Calculation from Chemical Equations

Example 9.3.1:

Sodium combines with oxygen as follows:

\( \scriptsize 4Na_{(s)} \: + \: O_{2(g)} \: \rightarrow \: 2Na_2O_{(s)} \)

What is the mass of oxygen needed to burn 4.6 g of sodium?

(Na = 23, O = 16)

Solution:

From the Equation:

4 moles of Na reacts with 1 mole of O₂

Mass of 4 moles of Na = 4 × 23 = 92 g

Mass of 1 mole of O₂ = 16 × 2 = 32 g

92 g of Na reacts with 32 g of O₂

Let the mass of oxygen needed to burn 4.6 g of sodium be equal to x

4.6 g of Na reacts with x ⇒ \( \frac{92}{32} = \frac{4.6}{x} \\ \scriptsize x = \normalsize \frac{4.6 \: \times \: 32}{92 \: \times \: 1}\)

x = 1.6 g of O₂

Example 9.3.2:

a. What volume of oxygen, measured at STP is needed for the complete combustion of 20.0 g of hydrogen?
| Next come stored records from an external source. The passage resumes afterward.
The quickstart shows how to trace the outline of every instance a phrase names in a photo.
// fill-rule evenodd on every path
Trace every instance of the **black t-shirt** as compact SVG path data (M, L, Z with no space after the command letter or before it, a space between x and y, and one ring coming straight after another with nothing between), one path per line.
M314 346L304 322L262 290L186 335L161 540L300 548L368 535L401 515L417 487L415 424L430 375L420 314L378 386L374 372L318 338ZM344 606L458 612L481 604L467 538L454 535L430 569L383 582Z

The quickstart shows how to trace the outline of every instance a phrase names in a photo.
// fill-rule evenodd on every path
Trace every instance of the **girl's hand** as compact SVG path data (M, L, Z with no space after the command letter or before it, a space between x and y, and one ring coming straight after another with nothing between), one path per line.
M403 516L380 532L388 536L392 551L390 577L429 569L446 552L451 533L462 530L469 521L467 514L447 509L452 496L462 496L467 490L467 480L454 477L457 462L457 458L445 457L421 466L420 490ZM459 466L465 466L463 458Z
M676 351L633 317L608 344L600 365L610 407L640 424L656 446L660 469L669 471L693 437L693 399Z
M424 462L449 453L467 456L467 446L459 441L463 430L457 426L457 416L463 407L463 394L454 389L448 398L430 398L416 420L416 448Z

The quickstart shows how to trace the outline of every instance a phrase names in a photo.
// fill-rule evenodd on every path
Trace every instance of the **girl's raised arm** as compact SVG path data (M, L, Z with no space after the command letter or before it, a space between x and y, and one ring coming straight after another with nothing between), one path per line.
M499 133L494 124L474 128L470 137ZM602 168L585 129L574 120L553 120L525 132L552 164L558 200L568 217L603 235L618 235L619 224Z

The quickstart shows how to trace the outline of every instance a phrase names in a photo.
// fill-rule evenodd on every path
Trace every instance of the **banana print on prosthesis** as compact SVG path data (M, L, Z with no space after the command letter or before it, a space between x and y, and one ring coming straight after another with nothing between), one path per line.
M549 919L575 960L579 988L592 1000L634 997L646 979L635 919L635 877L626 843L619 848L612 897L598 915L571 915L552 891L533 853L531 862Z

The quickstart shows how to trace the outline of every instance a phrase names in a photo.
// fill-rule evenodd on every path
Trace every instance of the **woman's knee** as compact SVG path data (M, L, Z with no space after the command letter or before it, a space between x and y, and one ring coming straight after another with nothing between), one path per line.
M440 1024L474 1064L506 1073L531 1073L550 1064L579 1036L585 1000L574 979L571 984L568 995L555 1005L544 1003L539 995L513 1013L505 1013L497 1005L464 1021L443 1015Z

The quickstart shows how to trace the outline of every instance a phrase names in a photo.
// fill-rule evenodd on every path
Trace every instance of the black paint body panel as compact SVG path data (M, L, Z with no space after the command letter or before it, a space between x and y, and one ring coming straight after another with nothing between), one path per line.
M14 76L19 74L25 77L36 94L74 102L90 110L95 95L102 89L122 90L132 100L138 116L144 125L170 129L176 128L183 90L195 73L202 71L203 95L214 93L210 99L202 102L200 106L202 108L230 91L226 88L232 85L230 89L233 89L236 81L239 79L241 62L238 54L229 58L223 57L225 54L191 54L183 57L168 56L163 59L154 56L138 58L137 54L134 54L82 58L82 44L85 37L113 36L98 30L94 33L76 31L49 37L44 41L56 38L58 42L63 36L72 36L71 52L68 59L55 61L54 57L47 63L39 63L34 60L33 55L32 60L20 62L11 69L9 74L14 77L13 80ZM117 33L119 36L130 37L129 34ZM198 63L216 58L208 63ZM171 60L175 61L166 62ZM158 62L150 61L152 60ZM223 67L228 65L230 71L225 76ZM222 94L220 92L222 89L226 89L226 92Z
b. What is the mass of water produced in the reaction above?

(Molar volume at STP = 22.4 dm³, H = 1, O = 16)

Equation for the reaction:

\( \scriptsize 2H_{2(g)} \: + \: O_{2(g)} \: \rightarrow \: 2H_2O_{(l)} \)

Solution

a. If (2 × 2) of hydrogen requires (16 × 2) g of O₂

Therefore, 20 g of hydrogen will require:

\( \frac{20}{4} \: \times \: \frac{32}{1} \)

= 160 g of O₂

32 g of oxygen at STP occupies 22.4 dm³

Therefore 160 g of oxygen at STP will occupy

\( \frac{160}{32} \: \times \: \frac{22.4}{1} \\ \scriptsize = 112 \: dm^3 \: of \: oxygen \)

Or

Since we are required to find the volume of oxygen, molar mass of oxygen will not be used in the calculation.

If (2 × 2) g of hydrogen occupies 22.4 dm³ of oxygen at STP

Therefore, 20 g of hydrogen will occupy

\( \frac{20}{4} \: \times \: \frac{22.4}{1} \\ \scriptsize = 112 \: dm^3 \: of \: oxygen \)

b. \( \scriptsize 2H_{2(g)} \: + O_{2(g)} \: \rightarrow \: 2H_2O_{(l)} \)

If (2 × 2) g of hydrogen-induced 2(18) g of H₂O

Therefore, 20 g of hydrogen will produce:

\( \frac{20\:g}{4\:g} \: \times \: \frac{36\:g}{1} \\ \scriptsize = 180\:g \: of \: water \)